In addition to knowledge empowerment, The Coca-Cola Foundation had also been offering business grants to those who distinguish themselves during the training. The grants come in three categories of gold, silver and bronze.

“We are pleased to equip Nigerian women and youths with entrepreneurial skills and startup or booster grants to those who distinguished themselves during the training in the hope that they will impact their individual lives, immediate families, business associates and the community,” Onyemelukwe added.

Ekuma Eze, Director Corporate Affairs and Sustainability Nigerian Bottling Company  (NBC), pointed out that the initiative is for empowering youths and women as part of efforts to help these important segments fulfil their potentials and impact on the society more positively.

Funmi Johnson, Chief Executive, Whitefield Foundation, expressed delight at partnering with The Coca-Cola Foundation on this initiative, which she described as a unique opportunity of transforming lives with both the training and business grants.

She commended the quality of the training and the transparency of the process of selecting the grant winners, and encouraged them to “take advantage of today’s ceremony to network and sign-up mentorships which would aid the sustenance of the program”.

“With the backing of The Coca-Cola Foundation, we will keep deepening this initiative across the 36 states and the Federal Capital Territory (FCT) to empower youths and women with money making skills with the conviction that empowering these sensitive segments would have a multiplier effect on alleviating poverty levels of the larger society,” Johnson added.

She commended the zeal demonstrated by the Kano citizens, which saw over 18,000 people participate with 9,800 of them making it to the second stage of the program, out of which 2,212 were lucky to merit the grants.

“The enthusiasm shown by people in Kano towards the ‘Equip 60,000’ has been tremendous.
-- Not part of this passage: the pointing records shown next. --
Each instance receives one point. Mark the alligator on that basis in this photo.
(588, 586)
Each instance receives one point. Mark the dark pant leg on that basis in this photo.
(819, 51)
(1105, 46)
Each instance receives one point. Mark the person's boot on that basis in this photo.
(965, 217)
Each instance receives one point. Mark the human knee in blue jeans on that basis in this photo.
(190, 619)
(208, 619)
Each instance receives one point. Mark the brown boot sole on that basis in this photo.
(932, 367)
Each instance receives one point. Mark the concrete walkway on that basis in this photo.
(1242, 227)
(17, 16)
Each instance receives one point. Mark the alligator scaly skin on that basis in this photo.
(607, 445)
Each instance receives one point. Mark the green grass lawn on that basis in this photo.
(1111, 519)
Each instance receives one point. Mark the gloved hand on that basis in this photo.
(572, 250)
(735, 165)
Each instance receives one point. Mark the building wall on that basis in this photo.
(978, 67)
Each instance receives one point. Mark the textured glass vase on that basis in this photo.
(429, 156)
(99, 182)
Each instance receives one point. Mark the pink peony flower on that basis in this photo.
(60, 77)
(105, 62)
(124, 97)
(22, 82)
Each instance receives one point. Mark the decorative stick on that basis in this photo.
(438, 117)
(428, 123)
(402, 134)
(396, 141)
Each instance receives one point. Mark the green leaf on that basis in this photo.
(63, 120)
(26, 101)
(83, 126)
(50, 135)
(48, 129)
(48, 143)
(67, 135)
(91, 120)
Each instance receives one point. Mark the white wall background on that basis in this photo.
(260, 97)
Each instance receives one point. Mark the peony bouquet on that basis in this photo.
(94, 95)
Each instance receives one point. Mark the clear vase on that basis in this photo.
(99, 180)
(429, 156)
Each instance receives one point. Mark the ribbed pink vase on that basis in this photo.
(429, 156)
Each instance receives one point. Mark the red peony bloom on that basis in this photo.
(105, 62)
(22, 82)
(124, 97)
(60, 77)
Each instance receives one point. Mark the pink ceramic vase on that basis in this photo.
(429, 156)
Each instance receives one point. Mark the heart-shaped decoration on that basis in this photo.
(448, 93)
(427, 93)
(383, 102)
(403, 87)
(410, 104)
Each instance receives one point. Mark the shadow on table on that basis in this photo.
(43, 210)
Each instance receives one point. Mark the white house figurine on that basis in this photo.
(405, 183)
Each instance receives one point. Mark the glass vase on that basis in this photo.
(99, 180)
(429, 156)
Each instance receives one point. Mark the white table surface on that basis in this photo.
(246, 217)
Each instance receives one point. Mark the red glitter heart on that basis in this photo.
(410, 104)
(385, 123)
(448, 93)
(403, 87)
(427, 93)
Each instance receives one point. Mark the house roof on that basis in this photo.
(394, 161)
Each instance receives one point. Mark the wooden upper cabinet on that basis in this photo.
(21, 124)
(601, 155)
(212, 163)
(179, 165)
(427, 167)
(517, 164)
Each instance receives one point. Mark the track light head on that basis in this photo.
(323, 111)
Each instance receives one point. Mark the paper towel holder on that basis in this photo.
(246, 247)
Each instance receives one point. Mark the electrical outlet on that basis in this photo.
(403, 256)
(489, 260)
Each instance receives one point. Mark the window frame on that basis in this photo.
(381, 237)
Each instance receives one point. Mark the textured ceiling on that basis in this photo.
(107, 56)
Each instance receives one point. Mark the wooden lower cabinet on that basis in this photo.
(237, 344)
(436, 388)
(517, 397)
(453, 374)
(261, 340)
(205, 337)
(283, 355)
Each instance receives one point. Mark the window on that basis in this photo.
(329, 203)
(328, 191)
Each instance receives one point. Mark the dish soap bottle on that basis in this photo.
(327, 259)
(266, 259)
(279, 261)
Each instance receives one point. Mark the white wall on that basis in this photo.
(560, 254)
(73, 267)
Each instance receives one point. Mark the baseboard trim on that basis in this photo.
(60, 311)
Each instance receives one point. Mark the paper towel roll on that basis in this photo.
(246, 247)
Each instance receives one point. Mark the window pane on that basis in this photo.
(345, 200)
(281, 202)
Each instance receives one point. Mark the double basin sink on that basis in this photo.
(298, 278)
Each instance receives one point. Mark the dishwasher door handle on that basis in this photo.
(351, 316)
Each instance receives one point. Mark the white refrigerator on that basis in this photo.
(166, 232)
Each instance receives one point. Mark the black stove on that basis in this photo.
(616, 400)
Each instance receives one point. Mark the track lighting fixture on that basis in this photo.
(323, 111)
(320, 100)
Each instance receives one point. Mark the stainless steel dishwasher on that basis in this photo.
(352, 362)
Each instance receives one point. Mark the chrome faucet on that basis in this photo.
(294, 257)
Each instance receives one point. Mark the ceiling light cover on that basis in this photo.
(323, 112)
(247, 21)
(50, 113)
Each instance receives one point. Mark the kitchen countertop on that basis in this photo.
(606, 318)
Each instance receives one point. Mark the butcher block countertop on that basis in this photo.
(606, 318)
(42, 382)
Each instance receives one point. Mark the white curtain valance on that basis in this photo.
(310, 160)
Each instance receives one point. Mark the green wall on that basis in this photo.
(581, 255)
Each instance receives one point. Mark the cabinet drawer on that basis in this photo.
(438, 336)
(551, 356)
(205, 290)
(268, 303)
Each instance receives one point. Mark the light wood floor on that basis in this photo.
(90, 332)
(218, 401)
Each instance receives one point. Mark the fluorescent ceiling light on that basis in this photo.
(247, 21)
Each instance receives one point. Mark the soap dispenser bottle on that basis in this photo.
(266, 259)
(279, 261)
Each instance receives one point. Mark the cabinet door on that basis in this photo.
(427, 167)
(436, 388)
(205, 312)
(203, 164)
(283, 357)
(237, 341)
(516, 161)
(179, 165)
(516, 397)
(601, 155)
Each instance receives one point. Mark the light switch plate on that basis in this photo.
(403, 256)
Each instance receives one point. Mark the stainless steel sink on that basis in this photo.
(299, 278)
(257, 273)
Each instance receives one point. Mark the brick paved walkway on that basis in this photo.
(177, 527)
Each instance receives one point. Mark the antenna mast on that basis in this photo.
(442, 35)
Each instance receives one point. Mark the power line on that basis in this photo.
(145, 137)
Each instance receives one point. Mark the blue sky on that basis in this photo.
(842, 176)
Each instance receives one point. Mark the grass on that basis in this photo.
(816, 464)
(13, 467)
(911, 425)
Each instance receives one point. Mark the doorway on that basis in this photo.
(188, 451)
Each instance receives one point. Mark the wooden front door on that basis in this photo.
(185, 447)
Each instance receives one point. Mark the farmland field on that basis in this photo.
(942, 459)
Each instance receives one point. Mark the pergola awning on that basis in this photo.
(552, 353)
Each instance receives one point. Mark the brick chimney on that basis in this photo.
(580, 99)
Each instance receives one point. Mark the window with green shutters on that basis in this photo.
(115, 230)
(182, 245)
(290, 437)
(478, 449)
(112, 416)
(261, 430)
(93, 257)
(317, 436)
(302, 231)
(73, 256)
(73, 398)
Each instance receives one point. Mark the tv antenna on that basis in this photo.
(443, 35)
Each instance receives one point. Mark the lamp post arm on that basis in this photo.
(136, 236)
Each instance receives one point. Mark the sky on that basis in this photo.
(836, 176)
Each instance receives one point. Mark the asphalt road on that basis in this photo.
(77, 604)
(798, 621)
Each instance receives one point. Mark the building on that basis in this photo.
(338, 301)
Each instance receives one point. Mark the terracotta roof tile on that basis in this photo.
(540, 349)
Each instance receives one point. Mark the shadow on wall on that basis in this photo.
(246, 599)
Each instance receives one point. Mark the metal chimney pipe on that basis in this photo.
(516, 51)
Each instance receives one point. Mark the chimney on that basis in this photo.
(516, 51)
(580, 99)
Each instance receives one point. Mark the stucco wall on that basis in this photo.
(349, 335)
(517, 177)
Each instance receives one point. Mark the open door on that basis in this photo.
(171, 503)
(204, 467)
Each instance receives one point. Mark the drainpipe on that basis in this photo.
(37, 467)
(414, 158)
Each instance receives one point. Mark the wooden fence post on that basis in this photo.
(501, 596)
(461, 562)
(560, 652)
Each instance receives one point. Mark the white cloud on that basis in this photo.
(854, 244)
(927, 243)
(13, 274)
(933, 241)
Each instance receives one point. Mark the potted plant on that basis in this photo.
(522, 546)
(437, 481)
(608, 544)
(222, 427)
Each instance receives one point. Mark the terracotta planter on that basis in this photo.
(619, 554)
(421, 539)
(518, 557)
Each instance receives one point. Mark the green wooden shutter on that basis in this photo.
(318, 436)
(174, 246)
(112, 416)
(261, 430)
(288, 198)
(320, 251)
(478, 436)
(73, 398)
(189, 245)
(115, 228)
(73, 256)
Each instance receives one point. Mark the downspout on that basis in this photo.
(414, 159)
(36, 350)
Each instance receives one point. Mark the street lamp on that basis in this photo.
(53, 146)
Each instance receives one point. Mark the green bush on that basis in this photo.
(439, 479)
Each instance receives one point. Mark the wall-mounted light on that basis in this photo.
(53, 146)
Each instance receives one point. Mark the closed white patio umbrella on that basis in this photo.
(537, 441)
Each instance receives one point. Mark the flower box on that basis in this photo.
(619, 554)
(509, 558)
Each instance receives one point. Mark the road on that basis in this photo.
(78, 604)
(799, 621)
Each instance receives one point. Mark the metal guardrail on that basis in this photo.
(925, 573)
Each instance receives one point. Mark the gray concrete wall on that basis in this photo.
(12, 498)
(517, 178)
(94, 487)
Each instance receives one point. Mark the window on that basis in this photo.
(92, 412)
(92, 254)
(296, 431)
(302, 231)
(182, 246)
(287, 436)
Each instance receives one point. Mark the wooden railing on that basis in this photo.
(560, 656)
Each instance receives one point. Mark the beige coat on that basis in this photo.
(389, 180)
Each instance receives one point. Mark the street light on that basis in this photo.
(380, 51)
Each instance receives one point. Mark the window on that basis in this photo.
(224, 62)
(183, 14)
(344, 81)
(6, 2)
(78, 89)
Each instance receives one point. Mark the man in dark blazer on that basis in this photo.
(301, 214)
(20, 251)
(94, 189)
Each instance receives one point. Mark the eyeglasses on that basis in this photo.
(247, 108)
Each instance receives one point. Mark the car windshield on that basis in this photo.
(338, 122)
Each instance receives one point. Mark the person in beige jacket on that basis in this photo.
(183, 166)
At both virtual and physical training sessions, the willingness of the participants has been heartwarming. At a point, we had participants from all the 44 local governments in Kano State, which is unprecedented,” she noted.

She enjoined the beneficiaries to strive to make the most of the opportunities and commended the support of the district heads of the various communities in making the initiative very successful in Kano.

The huge acceptance of the program has seen it reach 74,204 people, 1,000 of whom had already been awarded grants by the sponsors.

The empowerment training is structured in four levels including, employability and entrepreneurship skills, practical money making vocational skills in areas like web design, graphics design, snacks, cocktails, cocktails, make up, event planning and decoration; and domestic household essentials like hand sanitizers, multipurpose soaps; and agribusiness value chain.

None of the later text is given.